The nurse hurried me past. Mattresses and cots and blankets crowded the floors. Damaged and destroyed hospitals had apparently rushed staff and supplies to whatever large buildings were still standing, but I was surprised at how quickly it had been organized, though honestly I was so shaken that my notion of time could not be counted upon.

It stank of blood and coffee and carbolic. Everywhere were people searching for someone. Thankfully, it was too chaotic for anyone to care who I was. A nurse directed me to a mattress, stitched up the gash on my forehead, and cleaned and bandaged my feet. The high, vaulted ceiling echoed with the buzz of talk and groaning and cries of pain. I stared up at it uneasily, remembering how Blessington had fallen upon me, discomforted by being again inside, twitchy. I would have fled if not for the fact that my feet hurt so much I didn’t think I could. I was impatient now. It was time to begin putting my plans in motion.
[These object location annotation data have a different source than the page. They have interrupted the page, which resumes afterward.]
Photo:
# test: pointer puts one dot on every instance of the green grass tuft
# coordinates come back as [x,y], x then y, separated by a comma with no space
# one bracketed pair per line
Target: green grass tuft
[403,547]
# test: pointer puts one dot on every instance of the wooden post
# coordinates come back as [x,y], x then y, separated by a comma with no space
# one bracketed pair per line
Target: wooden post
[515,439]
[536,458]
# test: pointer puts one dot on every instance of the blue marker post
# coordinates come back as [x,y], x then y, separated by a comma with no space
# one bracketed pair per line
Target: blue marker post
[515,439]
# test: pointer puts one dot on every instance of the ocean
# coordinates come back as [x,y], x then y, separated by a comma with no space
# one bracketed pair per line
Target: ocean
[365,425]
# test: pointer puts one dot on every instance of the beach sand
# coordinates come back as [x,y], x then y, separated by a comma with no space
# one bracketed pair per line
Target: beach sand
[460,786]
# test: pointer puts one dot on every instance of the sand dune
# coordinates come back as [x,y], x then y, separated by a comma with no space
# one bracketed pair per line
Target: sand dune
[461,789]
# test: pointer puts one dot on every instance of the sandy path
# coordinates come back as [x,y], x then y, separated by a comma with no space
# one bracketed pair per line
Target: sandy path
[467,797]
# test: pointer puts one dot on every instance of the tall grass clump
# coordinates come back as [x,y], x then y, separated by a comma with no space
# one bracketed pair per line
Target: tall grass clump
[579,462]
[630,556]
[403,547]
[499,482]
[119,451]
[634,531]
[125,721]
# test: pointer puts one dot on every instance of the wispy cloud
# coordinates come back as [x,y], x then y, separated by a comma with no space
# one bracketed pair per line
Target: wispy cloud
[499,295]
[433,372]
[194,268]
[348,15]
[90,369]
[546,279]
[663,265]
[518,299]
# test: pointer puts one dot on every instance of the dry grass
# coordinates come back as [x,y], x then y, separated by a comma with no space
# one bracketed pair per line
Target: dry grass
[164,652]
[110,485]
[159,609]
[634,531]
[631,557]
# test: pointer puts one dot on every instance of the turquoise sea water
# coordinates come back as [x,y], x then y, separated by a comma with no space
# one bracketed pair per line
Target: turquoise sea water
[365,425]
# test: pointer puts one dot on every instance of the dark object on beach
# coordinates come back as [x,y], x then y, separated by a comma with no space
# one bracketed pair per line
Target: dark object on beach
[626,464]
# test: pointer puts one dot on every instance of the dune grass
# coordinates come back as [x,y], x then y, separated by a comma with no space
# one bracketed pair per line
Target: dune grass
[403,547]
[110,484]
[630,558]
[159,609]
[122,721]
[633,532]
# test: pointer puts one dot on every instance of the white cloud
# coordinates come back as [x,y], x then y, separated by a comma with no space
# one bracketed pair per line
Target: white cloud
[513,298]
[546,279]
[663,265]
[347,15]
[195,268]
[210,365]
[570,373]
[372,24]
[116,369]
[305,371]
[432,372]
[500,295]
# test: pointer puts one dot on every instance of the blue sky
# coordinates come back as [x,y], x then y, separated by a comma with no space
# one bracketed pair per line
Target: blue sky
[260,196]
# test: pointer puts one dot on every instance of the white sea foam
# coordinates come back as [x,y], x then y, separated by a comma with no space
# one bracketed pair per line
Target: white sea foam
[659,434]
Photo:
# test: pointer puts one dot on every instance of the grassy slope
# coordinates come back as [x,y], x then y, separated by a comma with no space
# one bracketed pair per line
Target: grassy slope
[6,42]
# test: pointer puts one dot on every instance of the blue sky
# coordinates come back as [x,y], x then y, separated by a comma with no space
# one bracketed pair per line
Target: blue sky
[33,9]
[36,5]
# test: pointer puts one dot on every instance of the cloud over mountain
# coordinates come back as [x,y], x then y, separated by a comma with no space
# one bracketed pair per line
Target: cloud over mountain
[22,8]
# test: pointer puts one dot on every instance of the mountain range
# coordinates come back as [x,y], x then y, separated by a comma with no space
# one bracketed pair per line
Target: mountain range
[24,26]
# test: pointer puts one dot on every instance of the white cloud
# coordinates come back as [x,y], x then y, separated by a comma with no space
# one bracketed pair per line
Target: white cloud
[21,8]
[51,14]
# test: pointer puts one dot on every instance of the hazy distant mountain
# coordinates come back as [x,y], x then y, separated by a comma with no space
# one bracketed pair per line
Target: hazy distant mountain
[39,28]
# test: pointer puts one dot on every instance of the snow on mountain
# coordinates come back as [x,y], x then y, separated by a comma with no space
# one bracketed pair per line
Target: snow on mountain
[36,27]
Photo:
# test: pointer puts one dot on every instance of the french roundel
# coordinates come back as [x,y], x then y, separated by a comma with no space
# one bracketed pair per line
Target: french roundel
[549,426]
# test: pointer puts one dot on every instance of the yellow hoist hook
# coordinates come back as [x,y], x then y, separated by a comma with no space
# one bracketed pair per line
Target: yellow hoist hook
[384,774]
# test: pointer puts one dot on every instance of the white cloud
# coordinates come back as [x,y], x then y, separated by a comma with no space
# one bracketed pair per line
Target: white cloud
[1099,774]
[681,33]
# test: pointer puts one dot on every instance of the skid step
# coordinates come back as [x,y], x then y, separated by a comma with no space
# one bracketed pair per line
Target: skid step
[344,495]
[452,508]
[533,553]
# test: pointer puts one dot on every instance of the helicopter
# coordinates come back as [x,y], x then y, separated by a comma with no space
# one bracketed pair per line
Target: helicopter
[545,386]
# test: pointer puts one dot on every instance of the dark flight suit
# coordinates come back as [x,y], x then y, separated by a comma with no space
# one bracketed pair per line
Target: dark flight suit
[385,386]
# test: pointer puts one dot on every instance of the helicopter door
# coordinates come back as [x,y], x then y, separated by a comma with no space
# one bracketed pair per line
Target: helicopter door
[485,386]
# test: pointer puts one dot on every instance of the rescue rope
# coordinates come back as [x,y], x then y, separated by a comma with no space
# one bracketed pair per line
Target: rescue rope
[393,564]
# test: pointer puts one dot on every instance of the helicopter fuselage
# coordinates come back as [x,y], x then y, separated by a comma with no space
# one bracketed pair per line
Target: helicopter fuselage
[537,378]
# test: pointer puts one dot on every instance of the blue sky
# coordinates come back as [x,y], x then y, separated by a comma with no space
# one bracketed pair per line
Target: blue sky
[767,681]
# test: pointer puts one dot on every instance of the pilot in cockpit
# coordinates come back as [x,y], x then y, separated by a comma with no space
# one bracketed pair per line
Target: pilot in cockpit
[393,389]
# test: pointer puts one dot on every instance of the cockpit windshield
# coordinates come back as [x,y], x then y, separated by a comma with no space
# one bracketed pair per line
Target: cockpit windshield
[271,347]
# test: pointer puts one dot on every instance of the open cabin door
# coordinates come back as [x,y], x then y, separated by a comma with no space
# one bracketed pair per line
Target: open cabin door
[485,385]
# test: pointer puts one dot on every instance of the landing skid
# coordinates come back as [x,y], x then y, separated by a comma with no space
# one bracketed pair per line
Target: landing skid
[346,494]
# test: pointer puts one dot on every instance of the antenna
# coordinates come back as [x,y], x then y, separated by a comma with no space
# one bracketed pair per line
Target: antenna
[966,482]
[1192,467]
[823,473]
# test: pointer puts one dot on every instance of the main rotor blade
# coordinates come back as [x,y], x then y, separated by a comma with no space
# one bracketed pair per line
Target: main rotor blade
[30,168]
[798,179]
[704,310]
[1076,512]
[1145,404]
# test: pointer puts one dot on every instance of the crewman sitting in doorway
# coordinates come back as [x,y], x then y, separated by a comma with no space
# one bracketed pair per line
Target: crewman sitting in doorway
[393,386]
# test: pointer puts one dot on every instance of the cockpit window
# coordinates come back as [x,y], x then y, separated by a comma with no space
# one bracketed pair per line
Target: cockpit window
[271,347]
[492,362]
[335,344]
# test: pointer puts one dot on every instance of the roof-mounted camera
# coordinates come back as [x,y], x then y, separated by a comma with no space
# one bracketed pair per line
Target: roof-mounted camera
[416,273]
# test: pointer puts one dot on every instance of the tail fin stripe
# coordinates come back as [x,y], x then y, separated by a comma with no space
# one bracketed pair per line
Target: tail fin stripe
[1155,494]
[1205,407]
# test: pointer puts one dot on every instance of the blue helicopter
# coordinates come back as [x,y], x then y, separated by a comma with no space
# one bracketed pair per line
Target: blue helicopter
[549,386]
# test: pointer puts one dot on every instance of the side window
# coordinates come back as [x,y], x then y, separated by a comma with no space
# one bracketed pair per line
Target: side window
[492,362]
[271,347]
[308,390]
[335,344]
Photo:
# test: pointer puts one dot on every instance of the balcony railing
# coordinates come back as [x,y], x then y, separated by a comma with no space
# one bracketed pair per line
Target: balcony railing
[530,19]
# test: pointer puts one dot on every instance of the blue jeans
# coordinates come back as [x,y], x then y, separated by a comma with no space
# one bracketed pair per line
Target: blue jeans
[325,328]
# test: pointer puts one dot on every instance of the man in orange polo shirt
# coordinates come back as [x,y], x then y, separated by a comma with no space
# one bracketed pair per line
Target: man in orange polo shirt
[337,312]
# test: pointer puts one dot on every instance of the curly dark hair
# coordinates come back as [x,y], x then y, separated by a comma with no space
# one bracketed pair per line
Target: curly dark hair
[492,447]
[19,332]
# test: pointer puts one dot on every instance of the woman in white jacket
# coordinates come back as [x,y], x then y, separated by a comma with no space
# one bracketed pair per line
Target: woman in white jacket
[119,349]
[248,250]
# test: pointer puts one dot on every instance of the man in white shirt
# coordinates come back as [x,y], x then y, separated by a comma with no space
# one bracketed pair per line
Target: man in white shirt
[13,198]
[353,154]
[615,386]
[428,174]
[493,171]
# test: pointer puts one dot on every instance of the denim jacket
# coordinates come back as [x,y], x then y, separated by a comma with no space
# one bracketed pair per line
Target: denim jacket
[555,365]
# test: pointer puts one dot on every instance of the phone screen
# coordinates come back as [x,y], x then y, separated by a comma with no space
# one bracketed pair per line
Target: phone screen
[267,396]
Two men passed carrying a makeshift coffin of a wicker basket. They went behind the seats ringing the main floor; the Pavilion was serving as a morgue too. It wasn’t until then that I wondered if the earthquake may have made my plans moot. Were the plans I’d spent so long scheming in the asylum only to be shiny, pretty useless things?

I had made them assuming nothing would have changed in the time I was gone. Who lay now in the morgue beyond? Was anyone I knew on those operating tables? Shin? LaRosa? Downtown was a shambles, what of Nob Hill? What of the Monkey Block? Had God given me my escape only to take away the reason I’d wanted it? Had he taken retribution for me?

I hoped not. I didn’t want the Sullivans dead in the earthquake. I didn’t want them dead at all. I wanted them to suffer, as I had suffered. An earthquake wasn’t enough.